И все с завистью глядят на ширококостного, кряжистого Тараса. Да, дожить, дожить бы! Дождаться! Дни, недели остались до освобождения, у стариков каждый час — последний.
— Не доживем! — горько качает головой Назар. — Все скелеты стали, все скелеты. Гляжу я и удивляюсь: чем только люди живы?
— Верой живы, Назар, — строго отвечает Тарас, — верой.
— Завод можно быстро пустить! — говорит старик Артамонов. — Я б перво-наперво... — И он начинает выкладывать свой проект. У каждого старика есть свой проект. Продуманный, выстраданный, выношенный, как мечта. Каждый начал бы восстановление завода со своего цеха. Они доказывают друг другу, что так вернее. Они спорят, горячатся, сердятся. И все — мечтают.
Дожить. Дожить бы! Увидеть, как заструится первый робкий желтоватый дымок над силовой... Услышать, как громыхнет первый молот в кузнице...
Но ни один из них не перенес бы, если бы задымил завод для врага. Нет, этого допустить нельзя. Лучше видеть родной завод трупом, чем рабом. Пусть лучше лежит мертвый до поры. Его не дадим унизить.
Бранясь, возвращался немец-надсмотрщик. Старики принимались за работу. Медленно разбирали стену. Кряхтя, волочили камни. Перекладывали кирпич с места на место. Битый кирпич. Разрушенная стена. Мертвые камни, могильные плиты.
10
Мертвые камни, могильные плиты...
Умер старик Артамонов: волочил камень, упал и не поднялся больше. Так и остался лежать, обняв камень старческими руками. Артамонова похоронили тихо, торопливо, не так, как хоронили бы на заводе. Немцы украли у старого мастера не только почетную жизнь, но и почетную смерть.
Только девять стариков шли за его гробом. Беспокойный человек Навар по дороге на кладбище рассказывал страшные вести: на шахте Свердлова фашисты расстреляли семьсот человек шахтеров, их жен. стариков и детей.
— Все шурфы трупами забиты.
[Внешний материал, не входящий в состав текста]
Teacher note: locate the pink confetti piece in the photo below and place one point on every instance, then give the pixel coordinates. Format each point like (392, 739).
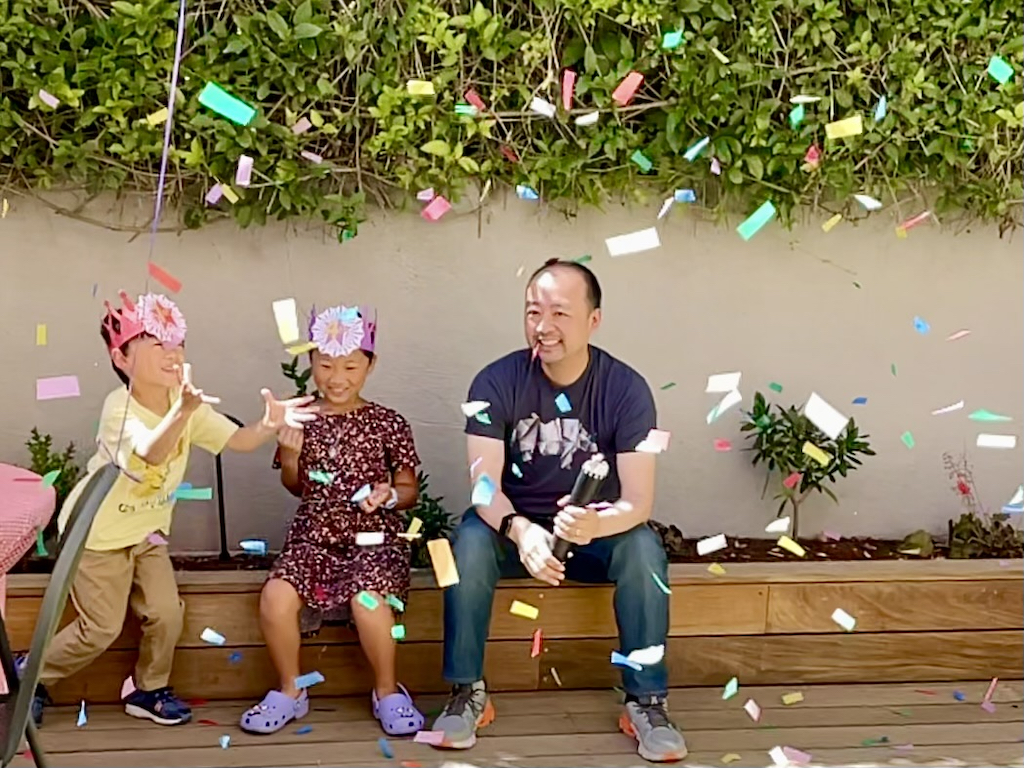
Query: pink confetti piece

Такой, говорят, смрад над шахтой стоит — горе! — И, качая головой, предсказывал: — Всех истребят, помяните мое слово, всех. И до нас дойдет! Сперва евреев изничтожат, потом нас.
Похоже было, что его слова сбываются. Однажды утром Тарас увидел, как по улицам гонят огромную толпу евреев.
Они идут, окруженные частоколом штыков, испуганные, раздавленные люди. Они не знают, куда и зачем их ведут: на смерть, на дыбу, на каторгу? Но обреченные, они покорно бредут, куда их гонят. Не слышно ни криков, ни плача. Мокрый, холодный ветер хлещет людей. Дождь, как кнут, падает на спины и плечи.
Женщины, спотыкаясь на мокрых камнях, несут больных детей. Старики и калеки ковыляют в хвосте колонны и боятся отстать и остаться один на один со штыками конвоиров. Упала старуха и забилась в припадке на мостовой, но кричать и звать на помощь боится. Молча бьется она на мокром булыжнике, судорожно хватает руками воздух, а мимо нее бредут и бредут обреченные люди. Сгибаются под тяжестью мокрых узлов. Волочат пожитки. Все брошено — родной дом, очаг, добро. От большой, годами сколачиваемой жизни только и осталось — жалкий узел. Но людям сказали явиться с вещами, и они обрадовались. Значит, не смерть. Значит, еще не смерть. И они цепляются за свои узлы, как за самую жизнь, как за образ трепетной и теплой жизни.